The change I suggest is not novel. It actually takes us back to the Bible, a polemical book, which shows us how to use the “coherence” of the pagan worldview in order to establish solid, objective lines of demarcation between it and biblical orthodoxy. (33) As Paul said, and everyone understood him, “Do not walk like the pagans” (Eph. 4:17).
Our forefathers showed the way. Under the influence of Bishop Ryle, William Gladstone (1809-1898)-the Liverpuddlian and four times prime minister of Great Britain-warned that the rejection of Christianity would not produce a secular society but a pagan one.34 In 1898, Abraham Kuyper stated: “The fundamental contrast has always been, is still and will be until the end: Christianity and Paganism.” Similarly, in 1925 J. Gresham Machen observed: “Our enemy who prides itself in being very modern, is as old as the hills; and from the very beginning, the Christian Church has been menaced by…all-embracing paganism.”

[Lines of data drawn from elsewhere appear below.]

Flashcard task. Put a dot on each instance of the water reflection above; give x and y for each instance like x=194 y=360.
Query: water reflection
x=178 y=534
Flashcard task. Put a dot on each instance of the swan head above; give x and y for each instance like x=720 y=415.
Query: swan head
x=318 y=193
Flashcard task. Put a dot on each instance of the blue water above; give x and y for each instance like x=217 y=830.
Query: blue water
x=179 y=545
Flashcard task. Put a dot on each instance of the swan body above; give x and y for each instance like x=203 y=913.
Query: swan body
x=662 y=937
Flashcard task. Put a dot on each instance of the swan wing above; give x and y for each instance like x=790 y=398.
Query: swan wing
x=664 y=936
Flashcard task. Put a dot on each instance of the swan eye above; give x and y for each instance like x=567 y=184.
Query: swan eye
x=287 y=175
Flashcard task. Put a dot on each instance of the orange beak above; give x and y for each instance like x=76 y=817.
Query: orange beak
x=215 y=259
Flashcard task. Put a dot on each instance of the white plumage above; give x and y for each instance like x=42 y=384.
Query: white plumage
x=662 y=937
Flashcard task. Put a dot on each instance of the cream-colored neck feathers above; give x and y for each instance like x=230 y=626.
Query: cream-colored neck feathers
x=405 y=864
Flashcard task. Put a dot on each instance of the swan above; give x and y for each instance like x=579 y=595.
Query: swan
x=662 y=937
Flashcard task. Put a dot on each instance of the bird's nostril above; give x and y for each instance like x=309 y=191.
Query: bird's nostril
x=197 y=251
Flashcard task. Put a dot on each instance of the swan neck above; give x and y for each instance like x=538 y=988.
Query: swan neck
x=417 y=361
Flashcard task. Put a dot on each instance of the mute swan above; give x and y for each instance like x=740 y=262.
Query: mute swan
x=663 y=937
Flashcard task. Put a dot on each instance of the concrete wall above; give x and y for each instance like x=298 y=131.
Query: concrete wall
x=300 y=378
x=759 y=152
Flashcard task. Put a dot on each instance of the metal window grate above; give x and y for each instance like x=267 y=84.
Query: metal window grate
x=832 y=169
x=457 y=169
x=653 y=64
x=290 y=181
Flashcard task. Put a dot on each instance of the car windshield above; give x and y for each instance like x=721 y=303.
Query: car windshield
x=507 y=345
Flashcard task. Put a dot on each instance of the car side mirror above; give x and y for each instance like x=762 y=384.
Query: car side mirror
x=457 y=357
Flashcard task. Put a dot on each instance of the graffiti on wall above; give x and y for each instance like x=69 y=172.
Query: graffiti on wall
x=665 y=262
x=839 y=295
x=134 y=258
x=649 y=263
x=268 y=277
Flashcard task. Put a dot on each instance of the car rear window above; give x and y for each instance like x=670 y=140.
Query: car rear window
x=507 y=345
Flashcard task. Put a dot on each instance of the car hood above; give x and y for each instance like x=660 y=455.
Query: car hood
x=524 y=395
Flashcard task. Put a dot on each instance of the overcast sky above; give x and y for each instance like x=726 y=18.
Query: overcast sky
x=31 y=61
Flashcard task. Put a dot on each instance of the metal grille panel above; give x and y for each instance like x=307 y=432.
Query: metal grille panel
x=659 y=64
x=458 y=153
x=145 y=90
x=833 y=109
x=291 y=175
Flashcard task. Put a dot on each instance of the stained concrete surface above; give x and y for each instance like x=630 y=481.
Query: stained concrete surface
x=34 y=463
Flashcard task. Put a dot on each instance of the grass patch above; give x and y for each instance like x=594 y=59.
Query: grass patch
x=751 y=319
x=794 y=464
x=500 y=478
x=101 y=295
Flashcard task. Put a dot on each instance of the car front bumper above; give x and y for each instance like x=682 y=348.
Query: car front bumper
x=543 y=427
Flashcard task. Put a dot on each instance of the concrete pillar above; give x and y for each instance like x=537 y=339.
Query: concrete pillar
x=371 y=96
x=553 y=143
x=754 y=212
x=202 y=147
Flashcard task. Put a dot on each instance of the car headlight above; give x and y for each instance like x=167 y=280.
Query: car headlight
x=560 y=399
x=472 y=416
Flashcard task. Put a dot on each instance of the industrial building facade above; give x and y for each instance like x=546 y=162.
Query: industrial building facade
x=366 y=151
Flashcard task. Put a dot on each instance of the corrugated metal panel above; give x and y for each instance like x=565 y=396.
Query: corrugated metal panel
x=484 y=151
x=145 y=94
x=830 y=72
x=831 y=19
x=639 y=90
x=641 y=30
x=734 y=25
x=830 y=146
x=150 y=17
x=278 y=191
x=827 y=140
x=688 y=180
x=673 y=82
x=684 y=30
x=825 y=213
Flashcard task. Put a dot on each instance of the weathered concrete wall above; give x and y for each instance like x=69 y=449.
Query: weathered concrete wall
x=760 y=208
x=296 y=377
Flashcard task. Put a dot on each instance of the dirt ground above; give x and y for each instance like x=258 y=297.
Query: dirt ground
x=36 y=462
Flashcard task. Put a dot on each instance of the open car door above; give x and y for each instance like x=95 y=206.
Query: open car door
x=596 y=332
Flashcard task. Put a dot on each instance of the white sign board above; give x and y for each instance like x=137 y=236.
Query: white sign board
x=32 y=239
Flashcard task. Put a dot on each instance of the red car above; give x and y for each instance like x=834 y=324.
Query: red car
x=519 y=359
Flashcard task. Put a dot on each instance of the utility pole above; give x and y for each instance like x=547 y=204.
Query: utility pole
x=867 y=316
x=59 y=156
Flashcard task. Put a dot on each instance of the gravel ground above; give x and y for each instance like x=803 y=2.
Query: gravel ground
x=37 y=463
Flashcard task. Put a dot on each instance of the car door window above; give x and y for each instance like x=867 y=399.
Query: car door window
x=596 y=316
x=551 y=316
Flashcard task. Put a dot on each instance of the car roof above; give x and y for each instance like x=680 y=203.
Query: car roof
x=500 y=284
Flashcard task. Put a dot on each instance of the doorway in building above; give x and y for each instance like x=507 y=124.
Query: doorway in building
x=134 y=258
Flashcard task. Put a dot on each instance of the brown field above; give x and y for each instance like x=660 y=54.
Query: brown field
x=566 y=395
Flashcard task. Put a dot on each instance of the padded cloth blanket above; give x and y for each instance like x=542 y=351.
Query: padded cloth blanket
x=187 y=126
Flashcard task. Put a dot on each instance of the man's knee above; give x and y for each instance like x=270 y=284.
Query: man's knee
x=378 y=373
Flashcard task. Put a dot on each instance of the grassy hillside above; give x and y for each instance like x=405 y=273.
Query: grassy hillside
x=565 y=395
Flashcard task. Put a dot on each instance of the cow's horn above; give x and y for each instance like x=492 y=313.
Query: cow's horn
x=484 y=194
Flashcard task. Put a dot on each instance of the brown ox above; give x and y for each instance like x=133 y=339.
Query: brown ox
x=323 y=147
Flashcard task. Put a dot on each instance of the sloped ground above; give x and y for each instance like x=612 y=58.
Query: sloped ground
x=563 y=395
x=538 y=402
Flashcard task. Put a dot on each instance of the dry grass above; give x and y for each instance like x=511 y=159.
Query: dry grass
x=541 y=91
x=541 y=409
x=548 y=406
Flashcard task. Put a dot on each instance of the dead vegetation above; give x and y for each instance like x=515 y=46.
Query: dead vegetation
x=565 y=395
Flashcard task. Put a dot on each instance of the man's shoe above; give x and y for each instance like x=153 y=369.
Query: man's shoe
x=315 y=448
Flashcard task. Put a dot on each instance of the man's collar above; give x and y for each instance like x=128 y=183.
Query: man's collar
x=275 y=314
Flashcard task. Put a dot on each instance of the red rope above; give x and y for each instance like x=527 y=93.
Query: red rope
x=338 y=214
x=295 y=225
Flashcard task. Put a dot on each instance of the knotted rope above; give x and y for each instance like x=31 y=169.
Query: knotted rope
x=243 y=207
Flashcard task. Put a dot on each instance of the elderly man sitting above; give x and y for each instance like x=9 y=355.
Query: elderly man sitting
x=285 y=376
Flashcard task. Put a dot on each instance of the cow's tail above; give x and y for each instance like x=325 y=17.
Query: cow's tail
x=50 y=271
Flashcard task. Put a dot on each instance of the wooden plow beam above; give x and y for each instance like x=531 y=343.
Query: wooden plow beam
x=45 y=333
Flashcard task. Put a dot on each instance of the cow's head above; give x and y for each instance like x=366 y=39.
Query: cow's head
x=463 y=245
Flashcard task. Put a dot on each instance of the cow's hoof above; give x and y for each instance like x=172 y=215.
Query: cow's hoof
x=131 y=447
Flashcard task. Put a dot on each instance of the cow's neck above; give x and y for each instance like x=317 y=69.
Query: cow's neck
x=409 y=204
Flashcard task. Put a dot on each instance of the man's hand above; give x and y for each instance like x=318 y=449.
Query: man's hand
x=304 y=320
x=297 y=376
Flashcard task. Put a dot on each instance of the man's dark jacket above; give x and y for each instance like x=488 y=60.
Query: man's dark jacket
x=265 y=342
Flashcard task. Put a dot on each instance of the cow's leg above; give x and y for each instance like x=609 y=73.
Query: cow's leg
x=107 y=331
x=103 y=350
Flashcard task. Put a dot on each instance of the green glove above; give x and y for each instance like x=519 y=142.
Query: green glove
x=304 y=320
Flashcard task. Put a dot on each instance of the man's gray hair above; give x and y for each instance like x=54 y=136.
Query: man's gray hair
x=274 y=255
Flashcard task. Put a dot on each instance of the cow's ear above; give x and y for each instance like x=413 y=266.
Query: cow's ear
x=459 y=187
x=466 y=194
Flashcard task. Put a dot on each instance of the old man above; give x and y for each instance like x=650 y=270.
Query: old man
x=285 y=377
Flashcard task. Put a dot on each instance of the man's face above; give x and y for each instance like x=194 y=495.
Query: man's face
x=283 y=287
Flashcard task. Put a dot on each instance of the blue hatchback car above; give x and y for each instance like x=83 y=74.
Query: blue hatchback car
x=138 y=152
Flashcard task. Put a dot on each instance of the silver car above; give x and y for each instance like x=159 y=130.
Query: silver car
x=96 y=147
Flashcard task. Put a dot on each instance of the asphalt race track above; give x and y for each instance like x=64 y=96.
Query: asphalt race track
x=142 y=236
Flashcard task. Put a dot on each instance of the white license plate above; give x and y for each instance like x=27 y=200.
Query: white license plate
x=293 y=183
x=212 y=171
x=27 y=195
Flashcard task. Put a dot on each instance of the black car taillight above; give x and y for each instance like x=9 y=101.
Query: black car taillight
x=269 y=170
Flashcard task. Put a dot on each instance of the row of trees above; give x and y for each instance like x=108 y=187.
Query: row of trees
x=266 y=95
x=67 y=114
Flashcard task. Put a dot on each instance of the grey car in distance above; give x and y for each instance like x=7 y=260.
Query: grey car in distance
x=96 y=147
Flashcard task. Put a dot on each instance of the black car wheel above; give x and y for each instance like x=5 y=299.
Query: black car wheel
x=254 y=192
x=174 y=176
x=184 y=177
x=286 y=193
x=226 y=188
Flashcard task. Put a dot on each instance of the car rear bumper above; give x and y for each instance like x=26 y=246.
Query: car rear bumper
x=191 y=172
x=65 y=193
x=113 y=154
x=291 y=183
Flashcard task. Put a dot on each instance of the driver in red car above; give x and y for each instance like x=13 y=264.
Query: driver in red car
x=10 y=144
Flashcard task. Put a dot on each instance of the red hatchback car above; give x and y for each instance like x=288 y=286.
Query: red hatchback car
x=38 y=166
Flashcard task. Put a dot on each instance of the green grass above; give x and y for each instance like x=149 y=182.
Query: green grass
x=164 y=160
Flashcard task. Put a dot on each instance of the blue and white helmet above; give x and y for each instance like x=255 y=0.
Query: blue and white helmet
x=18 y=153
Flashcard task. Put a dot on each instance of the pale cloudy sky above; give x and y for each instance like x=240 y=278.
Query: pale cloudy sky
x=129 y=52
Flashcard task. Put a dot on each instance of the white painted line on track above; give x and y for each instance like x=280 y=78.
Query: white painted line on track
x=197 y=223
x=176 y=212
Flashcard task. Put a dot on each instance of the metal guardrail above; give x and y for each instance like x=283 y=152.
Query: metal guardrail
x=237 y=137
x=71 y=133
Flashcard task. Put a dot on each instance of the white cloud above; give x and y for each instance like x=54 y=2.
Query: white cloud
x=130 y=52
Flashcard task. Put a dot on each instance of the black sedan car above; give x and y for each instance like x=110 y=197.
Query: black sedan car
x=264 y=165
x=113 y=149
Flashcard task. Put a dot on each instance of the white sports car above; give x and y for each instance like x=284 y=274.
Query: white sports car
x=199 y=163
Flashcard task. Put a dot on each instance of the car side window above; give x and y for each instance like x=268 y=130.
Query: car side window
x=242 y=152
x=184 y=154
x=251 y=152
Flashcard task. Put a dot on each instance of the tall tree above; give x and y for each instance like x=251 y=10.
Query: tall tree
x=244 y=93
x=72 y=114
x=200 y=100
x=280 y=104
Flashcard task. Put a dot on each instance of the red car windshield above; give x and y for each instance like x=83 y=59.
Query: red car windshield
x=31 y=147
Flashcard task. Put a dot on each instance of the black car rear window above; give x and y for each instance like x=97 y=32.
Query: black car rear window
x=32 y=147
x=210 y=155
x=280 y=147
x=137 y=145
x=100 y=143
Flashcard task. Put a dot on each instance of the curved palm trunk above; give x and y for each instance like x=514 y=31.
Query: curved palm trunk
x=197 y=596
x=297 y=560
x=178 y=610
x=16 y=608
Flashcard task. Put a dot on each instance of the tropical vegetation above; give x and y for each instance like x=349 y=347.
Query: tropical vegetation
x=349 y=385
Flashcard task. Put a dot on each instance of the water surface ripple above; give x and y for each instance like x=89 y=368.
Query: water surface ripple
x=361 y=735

With regards to the future, a courageous though tactful announcement of the gospel in the light of the biblical worldview of the antithesis will be both politically incorrect but spirituality explosive. Courageous and clear witness to the pagan world will involve suffering and persecution but, in the providence of God, may well lead, as at the beginning of the church’s history, to a glorious ingathering of God’s elect people, set free by the truth. Most of all, it will bring glory, in our paganized, polytheistic time, to the name of the only true God, transcendent Creator and gracious Redeemer.